記述言語：英語   出版者・発行元：Anticancer Research  

Background/Aim: Esophageal squamous cell carcinoma (ESCC) is a highly aggressive malignancy with poor survival rates. Effective molecular-targeted therapies are urgently needed. This study aimed to identify novel candidate tumor-associated genes in ESCC by analyzing chromosomal amplification regions. Materials and Methods: DNA copy number variation (CNV) and mRNA expression data were obtained from The Cancer Genome Atlas (TCGA) and Cancer Cell Line Encyclopedia (CCLE). Single-cell RNA sequencing data from Gene Expression Omnibus (GEO) were analyzed using Scanpy. Immunohistochemistry was performed on formalin-fixed, paraffin-embedded (FFPE) ESCC tissues. PDCD10 was identified as a potential tumor-associated gene, and its association with clinicopathological factors and prognostic impact was evaluated using Kaplan-Meier survival and Cox regression analyses.

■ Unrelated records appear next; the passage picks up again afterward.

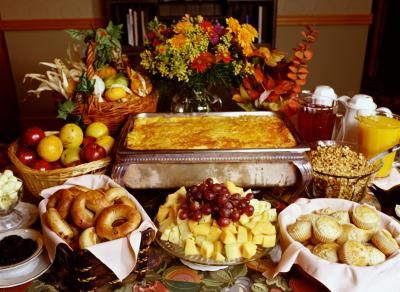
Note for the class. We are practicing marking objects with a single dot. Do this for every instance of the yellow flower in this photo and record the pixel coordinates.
(178, 41)
(233, 25)
(183, 27)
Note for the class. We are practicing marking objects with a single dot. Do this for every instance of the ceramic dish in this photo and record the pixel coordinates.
(36, 268)
(337, 276)
(26, 234)
(179, 252)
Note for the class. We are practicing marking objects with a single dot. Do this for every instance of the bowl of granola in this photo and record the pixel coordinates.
(340, 171)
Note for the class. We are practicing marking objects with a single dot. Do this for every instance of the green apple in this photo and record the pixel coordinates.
(119, 78)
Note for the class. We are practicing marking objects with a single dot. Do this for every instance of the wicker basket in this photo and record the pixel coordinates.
(86, 272)
(113, 114)
(35, 181)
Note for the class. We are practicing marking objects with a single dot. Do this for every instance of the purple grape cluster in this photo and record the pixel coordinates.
(214, 198)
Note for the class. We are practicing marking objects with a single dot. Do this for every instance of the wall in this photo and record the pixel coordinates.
(338, 54)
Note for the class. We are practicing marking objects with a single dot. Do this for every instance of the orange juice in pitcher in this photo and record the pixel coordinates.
(377, 133)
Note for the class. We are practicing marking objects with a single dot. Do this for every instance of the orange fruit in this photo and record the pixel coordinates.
(50, 148)
(71, 135)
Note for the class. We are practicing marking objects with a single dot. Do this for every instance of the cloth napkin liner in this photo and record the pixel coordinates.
(336, 276)
(120, 254)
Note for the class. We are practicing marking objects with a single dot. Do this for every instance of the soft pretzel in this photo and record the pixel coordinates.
(61, 200)
(88, 238)
(58, 224)
(106, 224)
(87, 206)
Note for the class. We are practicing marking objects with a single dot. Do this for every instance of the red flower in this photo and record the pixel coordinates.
(203, 62)
(224, 56)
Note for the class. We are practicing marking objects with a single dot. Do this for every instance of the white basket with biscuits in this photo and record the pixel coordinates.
(93, 213)
(344, 245)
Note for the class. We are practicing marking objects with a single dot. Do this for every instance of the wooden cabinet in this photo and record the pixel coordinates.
(261, 14)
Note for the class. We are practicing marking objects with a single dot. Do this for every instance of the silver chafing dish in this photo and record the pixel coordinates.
(263, 167)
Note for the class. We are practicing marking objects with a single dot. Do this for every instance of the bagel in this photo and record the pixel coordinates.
(115, 193)
(106, 224)
(86, 207)
(125, 201)
(88, 238)
(61, 200)
(58, 224)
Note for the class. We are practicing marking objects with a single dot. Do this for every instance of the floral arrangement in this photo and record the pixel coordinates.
(203, 54)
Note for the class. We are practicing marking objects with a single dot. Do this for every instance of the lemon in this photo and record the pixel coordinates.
(97, 130)
(71, 135)
(115, 93)
(50, 148)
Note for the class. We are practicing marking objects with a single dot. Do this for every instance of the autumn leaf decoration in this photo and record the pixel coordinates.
(275, 83)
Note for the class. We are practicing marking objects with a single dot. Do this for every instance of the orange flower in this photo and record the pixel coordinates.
(178, 41)
(203, 62)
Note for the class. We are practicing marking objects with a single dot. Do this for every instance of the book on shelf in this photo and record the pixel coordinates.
(136, 28)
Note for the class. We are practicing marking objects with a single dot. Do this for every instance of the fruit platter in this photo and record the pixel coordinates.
(216, 224)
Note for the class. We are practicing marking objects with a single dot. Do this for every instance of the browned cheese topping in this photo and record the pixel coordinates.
(209, 132)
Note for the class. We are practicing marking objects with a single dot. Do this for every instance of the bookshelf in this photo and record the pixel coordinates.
(260, 14)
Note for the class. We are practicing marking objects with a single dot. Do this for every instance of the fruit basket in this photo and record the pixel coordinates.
(35, 180)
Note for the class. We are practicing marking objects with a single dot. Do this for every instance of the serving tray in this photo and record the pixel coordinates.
(255, 167)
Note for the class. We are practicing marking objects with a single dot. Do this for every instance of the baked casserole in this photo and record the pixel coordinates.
(209, 132)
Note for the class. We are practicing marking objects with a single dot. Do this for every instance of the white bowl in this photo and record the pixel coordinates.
(336, 276)
(29, 234)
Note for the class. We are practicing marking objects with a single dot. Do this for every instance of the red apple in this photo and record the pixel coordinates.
(41, 165)
(26, 155)
(87, 140)
(32, 136)
(56, 164)
(92, 152)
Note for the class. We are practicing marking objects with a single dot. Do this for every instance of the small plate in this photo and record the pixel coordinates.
(29, 214)
(24, 233)
(26, 274)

Pathway analysis was performed to investigate the biological processes, and drug sensitivity profiling was conducted to identify compounds whose efficacy correlated with PDCD10 expression in ESCC cell lines. Results: PDCD10, a signaling protein involved in cell proliferation and vascular development, showed significant amplification and over-expression in ESCC cases. High PDCD10 expression was associated with poor prognosis. Single-cell RNA sequencing confirmed its tumor-specific expression. GSEA revealed enrichment of mTORC1 signaling, E2F, and Myc target pathways in high PDCD10-expressing tumors. Drug sensitivity analysis identified Azelaic acid and Rebamipide as compounds whose efficacy correlated with PDCD10 expression in ESCC cell lines. Conclusion: PDCD10 could be a novel tumor-associated gene associated with tumor progression and poor prognosis in ESCC. Azelaic acid and Rebamipide are candidate therapeutic agents targeting PDCD10.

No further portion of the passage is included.